# Feeding puppy food vs adult



## Ashley Campbell (Jun 21, 2009)

I did a few searches and didn't come up with anything that answered this.

My new pup has been fed Purina One large breed puppy. I feed either Purina One, or Kirkland Chicken and Rice to my adult dog - it's been Kirkland recently since it's cheaper and I have a Costco membership again.
So I'm debating on whether to switch him to Kirkland puppy food or keep up what he's been fed...OR adult food?
It seems both Kirkland products have better ingredients, and same protein and what not percentages, but I have no clue - it's been a long time since I had a young puppy (I'd say close to 8 years or so) and it's been long enough that they were fed whatever for lack of knowing any better. 

Suggestions?


----------



## Maren Bell Jones (Jun 7, 2006)

I have a Sam's Club membership, but no Costco close by.
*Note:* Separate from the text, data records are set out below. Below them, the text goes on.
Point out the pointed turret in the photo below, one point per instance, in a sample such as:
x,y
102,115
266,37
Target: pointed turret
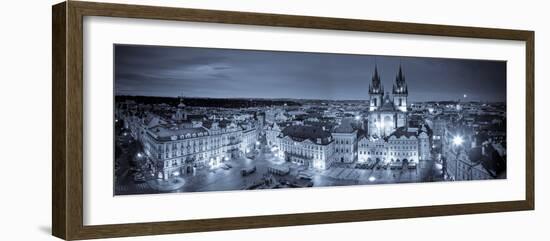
x,y
376,91
400,91
376,87
400,86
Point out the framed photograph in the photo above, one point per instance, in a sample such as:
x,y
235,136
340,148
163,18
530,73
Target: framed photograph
x,y
171,120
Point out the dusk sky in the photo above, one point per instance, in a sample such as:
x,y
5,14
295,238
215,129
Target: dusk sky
x,y
227,73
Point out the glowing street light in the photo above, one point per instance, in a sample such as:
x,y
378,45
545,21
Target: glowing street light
x,y
457,140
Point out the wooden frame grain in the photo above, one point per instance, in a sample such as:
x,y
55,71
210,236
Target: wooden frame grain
x,y
67,123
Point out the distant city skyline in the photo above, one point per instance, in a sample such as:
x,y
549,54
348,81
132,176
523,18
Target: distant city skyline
x,y
230,73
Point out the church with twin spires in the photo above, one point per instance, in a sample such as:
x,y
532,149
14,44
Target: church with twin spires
x,y
387,113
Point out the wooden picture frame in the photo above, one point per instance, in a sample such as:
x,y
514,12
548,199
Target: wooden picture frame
x,y
67,124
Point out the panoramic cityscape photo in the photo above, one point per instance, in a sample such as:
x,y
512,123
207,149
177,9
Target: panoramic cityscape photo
x,y
189,119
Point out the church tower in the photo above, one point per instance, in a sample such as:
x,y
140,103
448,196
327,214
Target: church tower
x,y
376,91
181,112
400,92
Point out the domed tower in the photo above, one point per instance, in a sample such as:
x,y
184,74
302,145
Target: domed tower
x,y
400,92
376,91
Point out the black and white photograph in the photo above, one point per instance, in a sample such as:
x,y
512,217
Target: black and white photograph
x,y
191,119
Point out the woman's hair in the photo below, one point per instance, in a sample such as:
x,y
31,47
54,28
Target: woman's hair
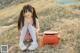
x,y
21,17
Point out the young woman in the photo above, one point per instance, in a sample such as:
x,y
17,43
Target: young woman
x,y
28,22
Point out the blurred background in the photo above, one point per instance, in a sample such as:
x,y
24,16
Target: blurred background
x,y
56,15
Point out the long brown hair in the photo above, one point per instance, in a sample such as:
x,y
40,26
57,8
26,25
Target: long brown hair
x,y
21,17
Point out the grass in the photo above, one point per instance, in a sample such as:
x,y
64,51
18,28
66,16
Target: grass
x,y
51,17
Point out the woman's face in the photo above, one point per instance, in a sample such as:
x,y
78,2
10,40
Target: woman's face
x,y
28,14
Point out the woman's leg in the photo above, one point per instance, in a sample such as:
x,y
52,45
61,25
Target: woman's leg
x,y
32,31
22,35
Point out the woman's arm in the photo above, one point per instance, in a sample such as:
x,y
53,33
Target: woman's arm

Do they make a large breed puppy food?


----------



## Faisal Khan (Apr 16, 2009)

If it were me I would feed a good adult food and mix some raw ground beef or throw a raw chicken/neck and wing in there too.


----------



## Mike Scheiber (Feb 17, 2008)

How old is the pup?


----------



## Ashley Campbell (Jun 21, 2009)

Maren Bell Jones said:


> I have a Sam's Club membership, but no Costco close by. Do they make a large breed puppy food?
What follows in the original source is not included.